Diamond Colour

Diamond Colour

Diamond colour is all about what you can’t see. Diamonds are valued by how closely they approach colourlessness – the less colour, the higher their value. (The exception to this is fancy colour diamonds, such as pinks and blues, which lie outside this colour range.) Most diamonds found in jewellery stores run from colourless to near-colourless, with slight hints of yellow or brown.



GIA’s colour-grading scale for diamonds is the industry standard. The scale begins with the letter D, representing colourless, and continues with increasing presence of colour to the letter Z, or light yellow or brown. Each letter grade has a clearly defined range of colour appearance. Diamonds are colour-graded by comparing them to stones of known colour under controlled lighting and precise viewing conditions.

Many of these colour distinctions are so subtle as to be invisible to the untrained eye. But these slight differences make a very big difference in diamond quality and price.


Why Does The GIA Colour Grading System Start At D?

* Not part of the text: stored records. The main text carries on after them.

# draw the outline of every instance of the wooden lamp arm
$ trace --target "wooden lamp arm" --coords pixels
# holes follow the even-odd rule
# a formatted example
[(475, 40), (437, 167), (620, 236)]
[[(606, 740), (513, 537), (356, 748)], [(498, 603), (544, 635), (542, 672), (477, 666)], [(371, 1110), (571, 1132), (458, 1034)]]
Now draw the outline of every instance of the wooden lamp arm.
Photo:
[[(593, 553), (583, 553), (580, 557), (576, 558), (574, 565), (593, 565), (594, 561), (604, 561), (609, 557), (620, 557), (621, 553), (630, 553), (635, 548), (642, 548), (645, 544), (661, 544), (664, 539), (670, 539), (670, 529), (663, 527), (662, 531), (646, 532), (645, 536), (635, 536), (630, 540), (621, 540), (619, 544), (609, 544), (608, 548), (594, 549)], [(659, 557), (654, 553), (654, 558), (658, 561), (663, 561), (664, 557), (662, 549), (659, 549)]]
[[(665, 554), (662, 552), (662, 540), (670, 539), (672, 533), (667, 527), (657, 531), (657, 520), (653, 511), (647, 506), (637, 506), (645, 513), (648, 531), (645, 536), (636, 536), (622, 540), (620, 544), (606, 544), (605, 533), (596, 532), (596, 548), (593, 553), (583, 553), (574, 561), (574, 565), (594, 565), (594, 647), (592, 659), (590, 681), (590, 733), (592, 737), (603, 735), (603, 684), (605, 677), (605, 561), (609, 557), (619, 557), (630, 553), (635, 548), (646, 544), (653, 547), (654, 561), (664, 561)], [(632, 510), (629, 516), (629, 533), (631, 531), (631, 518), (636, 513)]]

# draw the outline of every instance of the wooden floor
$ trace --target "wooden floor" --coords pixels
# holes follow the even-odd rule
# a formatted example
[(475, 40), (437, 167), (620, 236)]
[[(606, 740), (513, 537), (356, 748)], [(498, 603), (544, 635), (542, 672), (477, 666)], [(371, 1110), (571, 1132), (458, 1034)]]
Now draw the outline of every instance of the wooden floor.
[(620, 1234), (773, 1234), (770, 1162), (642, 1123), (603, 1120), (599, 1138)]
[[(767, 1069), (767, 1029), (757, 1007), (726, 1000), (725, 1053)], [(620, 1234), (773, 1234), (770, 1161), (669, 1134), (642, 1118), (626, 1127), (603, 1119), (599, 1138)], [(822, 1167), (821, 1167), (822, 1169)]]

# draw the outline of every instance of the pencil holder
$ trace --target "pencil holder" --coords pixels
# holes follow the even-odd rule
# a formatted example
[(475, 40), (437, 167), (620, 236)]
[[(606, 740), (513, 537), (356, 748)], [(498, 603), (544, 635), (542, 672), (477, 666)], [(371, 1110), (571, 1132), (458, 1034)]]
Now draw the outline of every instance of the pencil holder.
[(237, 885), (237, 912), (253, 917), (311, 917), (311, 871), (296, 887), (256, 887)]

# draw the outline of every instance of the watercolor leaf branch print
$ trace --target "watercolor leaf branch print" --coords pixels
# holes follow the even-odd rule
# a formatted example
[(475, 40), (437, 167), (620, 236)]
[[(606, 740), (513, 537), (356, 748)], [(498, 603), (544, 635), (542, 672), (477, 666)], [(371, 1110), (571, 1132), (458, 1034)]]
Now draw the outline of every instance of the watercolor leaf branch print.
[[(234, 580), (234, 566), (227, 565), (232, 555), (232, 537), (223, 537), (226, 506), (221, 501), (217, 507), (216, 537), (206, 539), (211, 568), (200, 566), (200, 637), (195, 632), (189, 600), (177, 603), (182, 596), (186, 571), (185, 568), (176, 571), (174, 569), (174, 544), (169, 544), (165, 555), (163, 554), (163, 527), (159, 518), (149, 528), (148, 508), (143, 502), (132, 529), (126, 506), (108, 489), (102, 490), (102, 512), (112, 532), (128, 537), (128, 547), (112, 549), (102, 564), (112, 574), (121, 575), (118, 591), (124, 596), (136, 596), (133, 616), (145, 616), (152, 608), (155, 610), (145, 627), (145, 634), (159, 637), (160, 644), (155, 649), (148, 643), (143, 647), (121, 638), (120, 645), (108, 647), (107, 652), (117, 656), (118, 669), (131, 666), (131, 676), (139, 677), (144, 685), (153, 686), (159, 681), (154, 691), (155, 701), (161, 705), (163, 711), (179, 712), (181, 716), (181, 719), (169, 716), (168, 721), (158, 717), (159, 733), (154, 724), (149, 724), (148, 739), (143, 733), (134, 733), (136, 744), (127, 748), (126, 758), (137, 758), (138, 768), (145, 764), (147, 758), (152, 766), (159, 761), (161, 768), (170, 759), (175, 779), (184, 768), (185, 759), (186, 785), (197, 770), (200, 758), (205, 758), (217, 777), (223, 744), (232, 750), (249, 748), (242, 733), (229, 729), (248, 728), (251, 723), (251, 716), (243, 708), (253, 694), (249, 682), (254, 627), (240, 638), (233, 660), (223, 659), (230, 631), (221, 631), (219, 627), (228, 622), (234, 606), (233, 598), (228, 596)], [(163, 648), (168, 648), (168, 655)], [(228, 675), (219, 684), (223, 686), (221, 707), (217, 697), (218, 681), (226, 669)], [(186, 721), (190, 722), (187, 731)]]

Before GIA developed the D-Z Colour Grading Scale, a variety of other systems were loosely applied. These included letters of the alphabet (A, B and C, with multiple A’s for the best stones), Arabic (0, 1, 2, 3) and Roman (I, II, III) numerals, and descriptions such as “gem blue” or “blue white.” The result of all these grading systems was inconsistency and inaccuracy. Because the creators of the GIA Colour Scale wanted to start fresh, without any association with earlier systems, they chose to start with the letter D—a letter grade normally not associated with top quality.